Yesterday we had a small fire in our kitchen, but there was a lot of smoke. My budgie was away from the smoke in another room so she didn't inhale any smoke. Now, the main part of the house is smoke free but still smells. We have used fans and opened windows to help. The bird is still in the room where she is unaffected by the smell, but I was just wondering if the smell of the smoke from yesterday would affect her if we were to have her out of her room :question: Thanks!:budgie:


----------



## FaeryBee (May 9, 2011)

*Sarah,

I hope no one was hurt and that the damage was minimal!
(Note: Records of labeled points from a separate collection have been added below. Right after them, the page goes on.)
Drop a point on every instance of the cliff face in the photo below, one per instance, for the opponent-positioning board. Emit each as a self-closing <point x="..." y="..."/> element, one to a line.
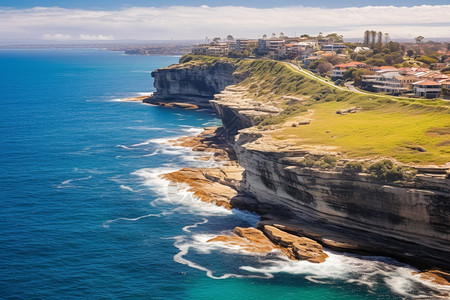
<point x="355" y="212"/>
<point x="410" y="221"/>
<point x="192" y="83"/>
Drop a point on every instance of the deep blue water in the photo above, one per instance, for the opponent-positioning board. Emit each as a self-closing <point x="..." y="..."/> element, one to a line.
<point x="83" y="213"/>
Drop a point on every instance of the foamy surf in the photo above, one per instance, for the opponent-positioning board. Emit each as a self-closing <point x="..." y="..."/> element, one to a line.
<point x="67" y="183"/>
<point x="176" y="193"/>
<point x="199" y="243"/>
<point x="165" y="213"/>
<point x="360" y="270"/>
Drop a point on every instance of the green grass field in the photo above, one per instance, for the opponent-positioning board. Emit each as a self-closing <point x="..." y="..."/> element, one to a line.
<point x="387" y="126"/>
<point x="385" y="132"/>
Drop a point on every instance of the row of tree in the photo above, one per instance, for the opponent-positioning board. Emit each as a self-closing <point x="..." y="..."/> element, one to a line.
<point x="373" y="38"/>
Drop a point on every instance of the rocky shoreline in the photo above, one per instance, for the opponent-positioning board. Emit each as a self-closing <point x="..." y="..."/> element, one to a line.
<point x="338" y="207"/>
<point x="221" y="186"/>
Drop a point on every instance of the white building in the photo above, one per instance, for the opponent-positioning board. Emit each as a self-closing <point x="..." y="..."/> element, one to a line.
<point x="427" y="89"/>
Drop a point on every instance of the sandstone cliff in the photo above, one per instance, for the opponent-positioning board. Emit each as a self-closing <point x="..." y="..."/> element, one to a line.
<point x="192" y="83"/>
<point x="407" y="220"/>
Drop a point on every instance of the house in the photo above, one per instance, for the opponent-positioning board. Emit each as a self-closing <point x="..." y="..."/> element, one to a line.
<point x="339" y="70"/>
<point x="445" y="88"/>
<point x="388" y="81"/>
<point x="268" y="45"/>
<point x="427" y="89"/>
<point x="212" y="49"/>
<point x="359" y="49"/>
<point x="241" y="44"/>
<point x="333" y="47"/>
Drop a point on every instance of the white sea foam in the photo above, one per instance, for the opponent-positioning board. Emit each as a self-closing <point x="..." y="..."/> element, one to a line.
<point x="176" y="193"/>
<point x="189" y="227"/>
<point x="164" y="213"/>
<point x="199" y="243"/>
<point x="67" y="183"/>
<point x="358" y="270"/>
<point x="193" y="130"/>
<point x="145" y="128"/>
<point x="126" y="187"/>
<point x="124" y="147"/>
<point x="145" y="93"/>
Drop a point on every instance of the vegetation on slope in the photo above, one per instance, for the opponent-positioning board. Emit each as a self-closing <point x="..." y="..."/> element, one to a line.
<point x="409" y="130"/>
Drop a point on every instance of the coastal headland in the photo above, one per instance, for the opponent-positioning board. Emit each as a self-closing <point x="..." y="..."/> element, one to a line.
<point x="353" y="172"/>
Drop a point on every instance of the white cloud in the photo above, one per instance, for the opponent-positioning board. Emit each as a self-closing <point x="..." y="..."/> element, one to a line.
<point x="56" y="37"/>
<point x="88" y="37"/>
<point x="178" y="22"/>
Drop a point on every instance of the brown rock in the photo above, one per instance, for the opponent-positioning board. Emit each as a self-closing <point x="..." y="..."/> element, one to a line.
<point x="249" y="239"/>
<point x="436" y="276"/>
<point x="301" y="248"/>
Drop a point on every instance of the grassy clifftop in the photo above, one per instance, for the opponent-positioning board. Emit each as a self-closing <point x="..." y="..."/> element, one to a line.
<point x="408" y="130"/>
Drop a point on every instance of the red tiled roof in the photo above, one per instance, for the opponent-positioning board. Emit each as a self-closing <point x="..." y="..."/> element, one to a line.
<point x="387" y="67"/>
<point x="426" y="82"/>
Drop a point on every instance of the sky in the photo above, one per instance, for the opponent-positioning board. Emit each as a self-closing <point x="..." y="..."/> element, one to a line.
<point x="109" y="20"/>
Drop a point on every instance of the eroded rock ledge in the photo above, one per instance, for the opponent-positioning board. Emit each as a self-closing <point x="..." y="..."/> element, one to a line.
<point x="347" y="211"/>
<point x="269" y="239"/>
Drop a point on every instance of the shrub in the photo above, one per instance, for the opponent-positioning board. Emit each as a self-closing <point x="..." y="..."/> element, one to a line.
<point x="354" y="167"/>
<point x="330" y="160"/>
<point x="307" y="162"/>
<point x="426" y="59"/>
<point x="386" y="170"/>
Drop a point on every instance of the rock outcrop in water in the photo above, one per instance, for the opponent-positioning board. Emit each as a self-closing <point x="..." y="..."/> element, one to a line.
<point x="355" y="212"/>
<point x="192" y="83"/>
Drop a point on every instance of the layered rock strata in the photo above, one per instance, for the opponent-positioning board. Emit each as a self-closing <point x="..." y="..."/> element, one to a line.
<point x="270" y="239"/>
<point x="191" y="83"/>
<point x="409" y="221"/>
<point x="406" y="220"/>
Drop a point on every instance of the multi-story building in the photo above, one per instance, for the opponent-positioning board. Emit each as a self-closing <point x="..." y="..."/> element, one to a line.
<point x="427" y="89"/>
<point x="339" y="70"/>
<point x="333" y="47"/>
<point x="241" y="44"/>
<point x="269" y="45"/>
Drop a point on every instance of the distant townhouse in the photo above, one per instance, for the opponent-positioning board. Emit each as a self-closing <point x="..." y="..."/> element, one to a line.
<point x="241" y="44"/>
<point x="270" y="45"/>
<point x="333" y="47"/>
<point x="388" y="80"/>
<point x="427" y="89"/>
<point x="338" y="70"/>
<point x="445" y="85"/>
<point x="359" y="49"/>
<point x="213" y="49"/>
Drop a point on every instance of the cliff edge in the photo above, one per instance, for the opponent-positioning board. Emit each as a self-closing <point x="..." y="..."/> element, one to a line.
<point x="291" y="136"/>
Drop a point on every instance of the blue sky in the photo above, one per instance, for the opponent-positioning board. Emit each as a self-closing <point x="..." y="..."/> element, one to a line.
<point x="89" y="20"/>
<point x="115" y="4"/>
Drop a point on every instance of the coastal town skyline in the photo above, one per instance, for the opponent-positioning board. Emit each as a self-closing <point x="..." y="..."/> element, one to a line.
<point x="191" y="20"/>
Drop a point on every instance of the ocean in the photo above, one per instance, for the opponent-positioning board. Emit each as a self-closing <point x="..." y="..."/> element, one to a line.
<point x="84" y="214"/>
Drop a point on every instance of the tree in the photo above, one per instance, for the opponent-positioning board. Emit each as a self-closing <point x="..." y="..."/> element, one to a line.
<point x="355" y="75"/>
<point x="419" y="39"/>
<point x="427" y="60"/>
<point x="366" y="38"/>
<point x="386" y="38"/>
<point x="324" y="67"/>
<point x="380" y="39"/>
<point x="373" y="35"/>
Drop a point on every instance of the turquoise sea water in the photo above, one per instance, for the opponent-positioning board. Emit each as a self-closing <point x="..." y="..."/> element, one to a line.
<point x="83" y="213"/>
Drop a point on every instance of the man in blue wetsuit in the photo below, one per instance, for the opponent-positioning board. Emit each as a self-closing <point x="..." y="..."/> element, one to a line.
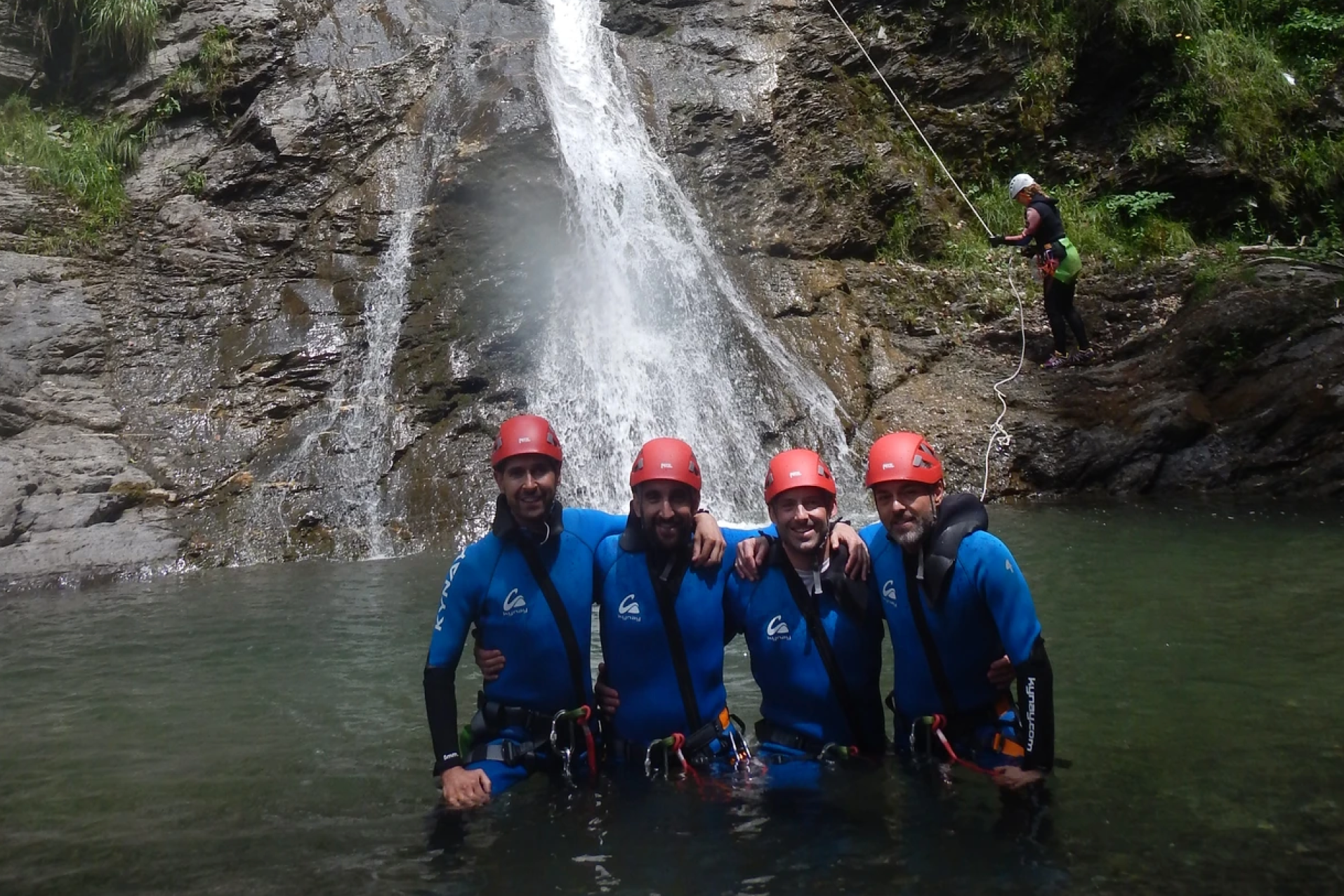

It would be best to give the area another day or so to clear of the residual smokey odor before allowing your budgie back into that portion of your house.*


----------



## sunnydyazz (Jul 14, 2014)

Good that your bird is unaffected by the smoke and the smell. Deb rightly pointed out in letting the area get cleared and smell normal as before. Please wait for some time(2-3 days) before taking out your budgie. :budgie:


----------



## RavensGryf (May 8, 2015)

I'm sorry you went through this, but I'm glad it was able to be contained and put out! 

How about an air purifier? I love mine, and now that I have it, I would never go back to not having one. It will help.


----------



## PrincipePio (Jan 21, 2014)

Agree with what's above, and I hope that your kitchen is just fine!


----------



## Kazooie (May 1, 2015)

Thanks for all the replies! Sorry I took so long to reply!  Everything has settled and the smell is thankfully gone! Although, my curious dog got sprayed by a skunk last night... I guess I'm destined to smell gross smells! Haha!


----------



## Niamhf (Dec 17, 2013)

Kazooie said:


> Thanks for all the replies! Sorry I took so long to reply!  Everything has settled and the smell is thankfully gone! Although, my curious dog got sprayed by a skunk last night... I guess I'm destined to smell gross smells! Haha!


Oh dear I can't help laughing! That'll teach him!

So glad everyone is okay after the fire.


----------



## Jo Ann (Sep 3, 2011)

*House*

Try a bath in lemon juice and also tomato juice bath seems to help. The air purifier should help as well. Send that old skunk back to the woods. Best wishes, Jo Ann


----------